Begin by cutting the pressed tofu into 1-inch cubes. In a mixing bowl, toss the tofu cubes with cornstarch until they are evenly coated, ensuring a crispy texture when cooked.
In a large non-stick skillet or wok, heat the vegetable oil over medium-high heat until shimmering. This ensures an ideal cooking temperature for the tofu.
Carefully add the cornstarch-coated tofu cubes to the hot oil. Cook them for approximately 8-10 minutes, turning occasionally, until they are golden brown and crispy on all sides.
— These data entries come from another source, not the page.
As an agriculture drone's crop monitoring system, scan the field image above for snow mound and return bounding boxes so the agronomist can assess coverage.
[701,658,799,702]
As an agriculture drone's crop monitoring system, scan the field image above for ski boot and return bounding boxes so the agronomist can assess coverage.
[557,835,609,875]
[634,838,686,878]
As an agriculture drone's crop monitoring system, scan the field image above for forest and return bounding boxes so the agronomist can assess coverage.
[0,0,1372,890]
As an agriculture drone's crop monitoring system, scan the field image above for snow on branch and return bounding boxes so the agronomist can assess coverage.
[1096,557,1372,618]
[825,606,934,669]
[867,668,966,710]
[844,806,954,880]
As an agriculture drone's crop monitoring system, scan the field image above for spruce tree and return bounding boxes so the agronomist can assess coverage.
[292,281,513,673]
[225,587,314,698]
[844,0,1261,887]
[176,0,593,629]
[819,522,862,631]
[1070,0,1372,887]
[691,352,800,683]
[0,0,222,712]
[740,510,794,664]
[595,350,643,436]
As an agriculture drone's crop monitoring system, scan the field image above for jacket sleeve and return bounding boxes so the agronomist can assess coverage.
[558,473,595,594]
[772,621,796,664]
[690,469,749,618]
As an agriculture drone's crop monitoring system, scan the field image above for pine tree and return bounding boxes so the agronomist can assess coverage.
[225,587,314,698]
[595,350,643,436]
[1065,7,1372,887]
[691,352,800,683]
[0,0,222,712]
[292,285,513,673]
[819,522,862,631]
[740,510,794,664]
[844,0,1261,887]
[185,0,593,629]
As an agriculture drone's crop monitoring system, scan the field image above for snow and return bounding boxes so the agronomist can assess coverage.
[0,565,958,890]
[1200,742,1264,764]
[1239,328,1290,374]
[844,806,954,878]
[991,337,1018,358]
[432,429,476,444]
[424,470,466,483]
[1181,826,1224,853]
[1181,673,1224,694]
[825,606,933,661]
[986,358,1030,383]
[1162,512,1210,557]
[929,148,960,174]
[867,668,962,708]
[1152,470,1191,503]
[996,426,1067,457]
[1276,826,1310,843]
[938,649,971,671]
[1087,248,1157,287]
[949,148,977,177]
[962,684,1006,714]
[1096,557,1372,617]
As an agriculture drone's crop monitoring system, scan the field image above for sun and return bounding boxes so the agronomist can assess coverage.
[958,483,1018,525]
Once done, remove the tofu from the pan and set it aside on a paper towel-lined plate to absorb excess oil.
Using the same pan, introduce the sliced red and yellow bell peppers along with the snap peas. Stir-fry these vibrant vegetables for about 3-4 minutes, or until they begin to soften but still retain some crunch.
Add the minced garlic and ginger to the pan, and stir-fry everything together for an additional 1-2 minutes, allowing the aromatic flavors to become fragrant.
Return the crispy tofu back to the pan with the vegetables. Pour in the sweet chili sauce and soy sauce, tossing everything together gently to ensure the tofu and vegetables are well-coated in the delicious sauce.
Drizzle the sesame oil over the stir-fry, and toss for about one more minute, allowing everything to heat through and the flavors to meld beautifully.
Once everything is well combined, remove the pan from heat. Garnish the stir-fry with freshly chopped green onions and a generous sprinkle of toasted sesame seeds for added crunch and flavor.
Notes
Serve with jasmine rice or quinoa for a complete meal.